Ever since last month’s red trickle election, it seems as if the Republicans are trying to prove to the electorate that they shouldn’t have won big anyway. The latest indication of that comes in the form of a proposed Senate bill on amnesty, which my friend and colleague Matt Vespa wrote about over at Townhall:
I’m not a staunch social conservative, but you can arguably say that the recent repeal of the Defense of Marriage Act didn’t earn any dividends with GOP base voters. So, what do Republicans want to do now in the lame-duck session? Pass a grand bargain on immigration that could lead to millions of illegal aliens being put on a pathway to citizenship.
The deal was hashed out between Sens. Thom Tillis (R-NC) and Kyrsten Sinema (D-AZ). There is no funding to complete the border wall—that would make sense. Still, it will permit some two million recipients of Obama’s unconstitutional Deferred Action for Childhood Arrivals program to get on the citizenship track. The buried portion of this provision is that once these two million are through the process, they can sponsor extended family members so that two million-figure could be closer to seven million, and I’m being conservative in that estimate.
Matt provides The Washington Post link to more details in his article, but he summarizes the gist of it very well in the above passage.
I cannot begin to ponder what Tillis’s rationale is for signing onto this. He should probably be put into the NFL concussion protocols because a Republican with all of his faculties fully functioning would know that this is a horrible idea. Even Sinema’s sponsorship is disappointing, given that she often acts in the best interests of Arizona even when her fellow Democrats are excoriating her for doing so.
As a native of this great state and someone who lives a mere 60 miles from the Mexican border, I can assure this is not in the best interests of the citizenry here.
The second tier free-for-all in this bill is what is particularly galling, and makes any Republican support for it unforgivable. It’s as if they want to merely crack open the gate for a short while, then fling it all the way open when they hope no one is looking.

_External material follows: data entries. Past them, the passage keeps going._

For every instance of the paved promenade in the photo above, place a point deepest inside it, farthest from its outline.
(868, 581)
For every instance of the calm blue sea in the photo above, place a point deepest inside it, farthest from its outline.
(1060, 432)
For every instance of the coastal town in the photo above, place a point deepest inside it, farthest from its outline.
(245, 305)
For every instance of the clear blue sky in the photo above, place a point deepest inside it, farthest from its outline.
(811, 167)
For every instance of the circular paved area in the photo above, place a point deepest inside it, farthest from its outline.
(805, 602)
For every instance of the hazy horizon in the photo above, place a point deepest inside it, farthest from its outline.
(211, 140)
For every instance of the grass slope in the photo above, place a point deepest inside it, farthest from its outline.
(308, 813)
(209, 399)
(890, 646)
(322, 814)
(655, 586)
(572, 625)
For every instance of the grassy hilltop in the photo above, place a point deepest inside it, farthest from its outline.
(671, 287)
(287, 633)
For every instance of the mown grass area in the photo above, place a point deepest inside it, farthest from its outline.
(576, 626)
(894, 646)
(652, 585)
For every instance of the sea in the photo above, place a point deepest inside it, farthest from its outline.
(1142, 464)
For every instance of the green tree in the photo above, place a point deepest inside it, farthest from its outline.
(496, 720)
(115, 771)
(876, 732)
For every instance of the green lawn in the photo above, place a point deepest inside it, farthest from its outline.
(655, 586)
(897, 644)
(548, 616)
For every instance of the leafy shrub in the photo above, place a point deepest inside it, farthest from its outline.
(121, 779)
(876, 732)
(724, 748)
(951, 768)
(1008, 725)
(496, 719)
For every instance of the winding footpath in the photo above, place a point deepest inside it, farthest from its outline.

Matt brings up something else that I’d like to address:
Do Republicans even have the votes to pass a package like this that will infuriate the conservative base? Was that even part of their strategic thinking when drafting this bill?
This is an ongoing trigger point for me. The Republicans are at times seemingly devoid of the ability to do any strategic thinking. This is especially the case when it comes to messaging — which is why they really failed in November — and optics. Tillis fails at both with this whiff.

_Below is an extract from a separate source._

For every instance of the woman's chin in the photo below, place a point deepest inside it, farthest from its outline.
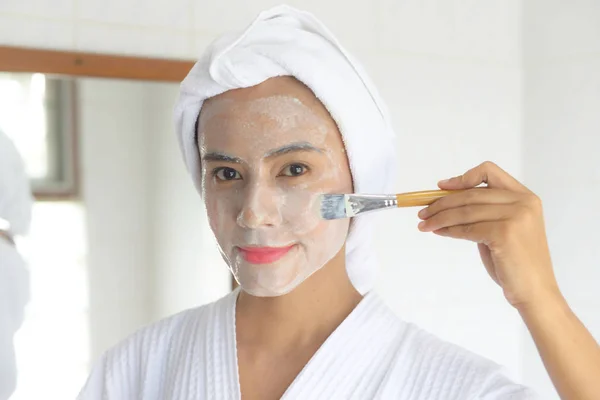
(269, 280)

The party is still trying to stop the bleeding from the midterms, and a Republican senator who has been in office for almost eight years thinks it’s a good idea to give an assist to a Barack Obama program that is loathed by all conservatives and even most moderate members of the GOP.
Rephrasing: Tillis didn’t think at all on this one. A congressional rookie Republican would know that buddying up to the Dems on amnesty is a major party foul.

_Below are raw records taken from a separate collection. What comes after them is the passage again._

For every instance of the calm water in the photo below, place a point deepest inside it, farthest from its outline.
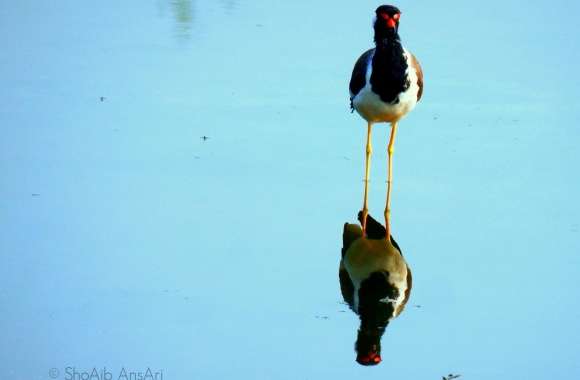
(128, 240)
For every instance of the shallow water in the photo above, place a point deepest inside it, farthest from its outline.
(129, 240)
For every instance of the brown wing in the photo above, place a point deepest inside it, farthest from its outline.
(359, 74)
(419, 70)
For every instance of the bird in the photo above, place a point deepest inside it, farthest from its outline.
(375, 281)
(386, 84)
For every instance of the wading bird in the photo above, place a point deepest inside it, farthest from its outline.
(386, 84)
(375, 281)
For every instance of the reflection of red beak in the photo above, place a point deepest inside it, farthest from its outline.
(372, 358)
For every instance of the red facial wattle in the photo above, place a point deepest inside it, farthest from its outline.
(391, 21)
(372, 358)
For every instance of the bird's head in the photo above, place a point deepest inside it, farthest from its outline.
(368, 347)
(386, 22)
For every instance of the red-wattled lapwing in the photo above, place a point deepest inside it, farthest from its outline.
(376, 283)
(386, 84)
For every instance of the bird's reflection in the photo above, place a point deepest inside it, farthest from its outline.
(375, 282)
(184, 14)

Call me cranky, but I’d prefer to not have to deal with the very real negative consequences of a porous border simply because Kyrsten Sinema batted her eyes at a Republican from North Carolina and made him and his squish buddies think that they might get to dance with her at homecoming.
The death of this great Republic is being greatly hastened by congressional Republicans who have a pathetic and almost pathological need to be liked.